Luchtbeveilingssystemen
Zo mogelijk nog onmisbaarder zijn de luchtbeveiligingssystemen – de air traffic control systems. Als die het niet doen, wordt het toch wat precair in de lucht. Vliegen kan dan nog wel, maar slechts mondjesmaat. Want zonder hulp van computers alle vliegtuigen op de drukke punten uit elkaar houden, is schier ondoenlijk.
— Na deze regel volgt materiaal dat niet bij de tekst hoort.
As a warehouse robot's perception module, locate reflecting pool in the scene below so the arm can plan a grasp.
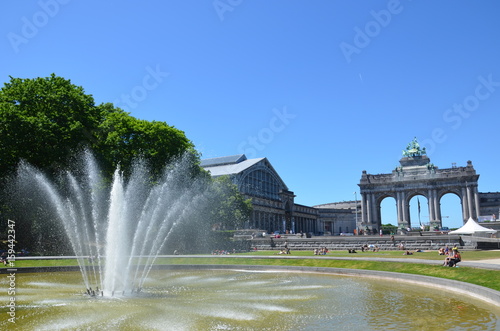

"Het probleem is, dat onze activiteiten niet op zich staan, maar zijn ingebed in allerlei andere activiteiten van derden," zegt Baas. "Je bent in het vliegtuig ook afhankelijk van informatie vanaf de grond: air traffic control, de radiobakens, de landingssystemen bij luchthavens, de radarsystemen. En met al die – zeg maar – toeleveranciers houden we contact. We hebben ze gerangschikt naar de mate waarin ze onmisbaar zijn voor ons functioneren; hoe belangrijker ze zijn, hoe intensiever het contact. Dat betekent dus dat wij – naast het onderzoek van de Iata (International Air Transport Association) naar tweeduizend luchthavens en 185 luchtverkeersbeveiligingssystemen in de hele wereld buiten Amerika – zelf ook nog eens de voor ons belangrijkste controleren. Want bovenal geldt voor de KLM, ten aanzien van deze systemen net zo goed als voor alle andere: als het niet veilig is, vliegen we niet."
Datumgrens
Ten slotte is er nog de allerlaatste extra beveiliging: onze afstand tot de datumgrens. Immers, het nieuwe millennium begint ergens in de buurt van Fidji en Samoa op een moment dat wij nog druk oliebollen staan te bakken. De grens trekt dan verder westwaarts, om pas zo’n twaalf uur later te bij ons te arriveren. Al die tijd heeft men hier in Nederland gelegenheid te kijken wat er daarginds – eerst in Nieuw-Zeeland, daarna in Australië, Japan, Thailand, et cetera – gebeurt en eventueel nog maatregelen te nemen. "Op basis van de kennis die we in al die uren opdoen," zegt Baas, "kunnen we misschien zeggen: ‘Ja jongens, als het daar zo fout gaat, kunnen we ervan uit gaan dat het hier ook wellicht fout loopt’, of juist: ‘Als we zien dat daar al niets misloopt, dan gebeurt dat hier waarschijnlijk ook niet.’ Het operational control centre van de KLM hier op Schiphol gaat vanaf de middag van 31 december dan ook inderdaad monitoren wat er in het oosten gebeurt."